Storage Failure Decision Tree
Pod stuck in ContainerCreating
│
▼
kubectl describe pod <pod>
Events say "waiting for volume to be attached"?
┌──────────────────────────────────────────┐
│ Yes │ No → check CNI
└──── VolumeAttachment issue │
→ see Attach section ▼
PVC status?
kubectl get pvc -n <ns>
┌──────────────────────────────────────────┐
│ Pending │ Bound
└── Provisioning failed → VolumeMount error
→ check StorageClass → filesystem / path issue
→ check CSI controller logs
PVC Stuck Pending
kubectl get pvc -n <ns>
# NAME STATUS VOLUME CAPACITY STORAGECLASS
# payments-data Pending <none> 0 gp3-retain
kubectl describe pvc payments-data -n <ns>
# Events: "waiting for a volume to be created, either by external provisioner... or manually"
# Cause 1: StorageClass doesn't exist
kubectl get storageclass
# Fix: create StorageClass or correct the storageClassName in PVC
# Cause 2: StorageClass has WaitForFirstConsumer and no pod yet
kubectl get storageclass gp3-retain -o jsonpath='{.volumeBindingMode}'
# If WaitForFirstConsumer: PVC stays Pending until a pod is scheduled that uses it
# Cause 3: external-provisioner pod crashed / not running
kubectl get pod -n kube-system -l app=ebs-csi-controller
kubectl logs -n kube-system <ebs-csi-controller-pod> -c csi-provisioner --tail=50
# Cause 4: CSI controller cannot reach cloud API
kubectl logs -n kube-system <ebs-csi-controller-pod> -c ebs-plugin --tail=50
# Look for: permission denied (IAM role), API throttling, quota exceeded
# Cause 5: Requested capacity exceeds StorageClass max
kubectl describe storageclass gp3-retain
# Check: parameters for min/max size
# Cause 6: Zone mismatch with WaitForFirstConsumer
# Check what AZ the scheduler would place the pod in
VolumeAttachment Stuck
# Pod stuck ContainerCreating with:
# "waiting for volume to be attached"
# OR "Multi-Attach error: volume can only be attached to one node"
# Check VolumeAttachment
kubectl get volumeattachment
kubectl describe volumeattachment <va-name>
# Case 1: attached=false, no error
# → AWS API call in progress or backing off
kubectl logs -n kube-system <ebs-csi-controller-pod> -c csi-attacher --tail=100
# Case 2: Multi-Attach error
# Another node/pod has the volume attached (EBS RWO)

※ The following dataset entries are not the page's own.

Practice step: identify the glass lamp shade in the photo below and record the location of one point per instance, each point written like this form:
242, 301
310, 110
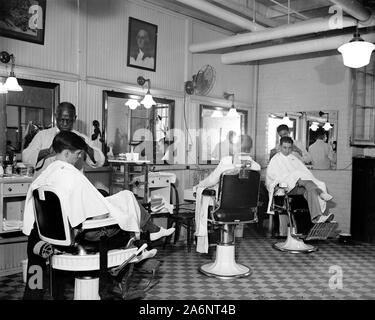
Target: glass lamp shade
132, 104
314, 126
232, 112
148, 101
327, 126
287, 121
217, 114
3, 89
12, 84
356, 54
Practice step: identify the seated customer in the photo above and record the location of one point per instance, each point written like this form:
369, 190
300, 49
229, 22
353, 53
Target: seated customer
286, 169
228, 163
81, 199
298, 149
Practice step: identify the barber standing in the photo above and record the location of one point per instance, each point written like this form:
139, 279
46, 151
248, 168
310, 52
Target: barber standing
40, 153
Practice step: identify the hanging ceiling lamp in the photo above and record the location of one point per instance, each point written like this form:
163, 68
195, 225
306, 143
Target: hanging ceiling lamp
314, 126
357, 52
232, 111
147, 101
132, 104
327, 126
11, 84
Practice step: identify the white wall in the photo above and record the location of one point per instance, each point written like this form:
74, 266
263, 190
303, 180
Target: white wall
311, 85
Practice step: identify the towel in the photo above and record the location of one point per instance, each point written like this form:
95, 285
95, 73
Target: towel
201, 210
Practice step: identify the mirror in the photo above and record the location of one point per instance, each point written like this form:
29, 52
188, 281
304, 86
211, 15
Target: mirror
143, 131
27, 112
304, 128
219, 132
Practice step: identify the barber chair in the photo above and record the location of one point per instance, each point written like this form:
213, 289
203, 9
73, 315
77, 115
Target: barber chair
84, 259
237, 204
300, 227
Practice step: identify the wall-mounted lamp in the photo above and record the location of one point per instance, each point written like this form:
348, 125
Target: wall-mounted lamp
11, 84
232, 111
327, 126
147, 101
287, 121
357, 52
314, 126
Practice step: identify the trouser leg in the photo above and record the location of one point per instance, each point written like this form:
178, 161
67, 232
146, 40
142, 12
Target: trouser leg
36, 269
146, 224
311, 194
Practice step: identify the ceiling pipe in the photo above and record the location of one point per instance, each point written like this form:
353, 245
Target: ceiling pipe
249, 12
354, 8
223, 14
290, 49
289, 30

kubectl get volumeattachment -o json | \
jq '.items[] | select(.spec.source.persistentVolumeName=="<pv>") |
{node:.spec.nodeName, attached:.status.attached}'
# The old pod/node still has the attachment. Fix:
# a) Wait for old pod to terminate and old VA to be deleted
# b) If old node is dead/stuck: kubectl delete node <old-node>
# → AD controller removes old VA → new attach proceeds
# Case 3: Stuck VA with finalizer
# Force-delete the VA (external-attacher removes finalizer when it sees deletion)
kubectl delete volumeattachment <va-name>
# If still stuck after 60s:
kubectl patch volumeattachment <va-name> \
-p '{"metadata":{"finalizers":[]}}' --type=merge
# Verify AWS-side state
PV_HANDLE=$(kubectl get pv <pv-name> -o jsonpath='{.spec.csi.volumeHandle}')
aws ec2 describe-volumes --volume-ids $PV_HANDLE \
--query 'Volumes[0].{State:State,Attachments:Attachments}'
PVC Won't Delete (Stuck Terminating)
# PVC has deletionTimestamp but not deleted
kubectl get pvc payments-data -n production \
-o jsonpath='{.metadata.finalizers}'
# ["kubernetes.io/pvc-protection"]
# Protection finalizer: PVC is still used by a running pod
kubectl get pod -n production \
-o json | jq -r '.items[] | .metadata.name + ": " +
([.spec.volumes[]? | select(.persistentVolumeClaim.claimName=="payments-data")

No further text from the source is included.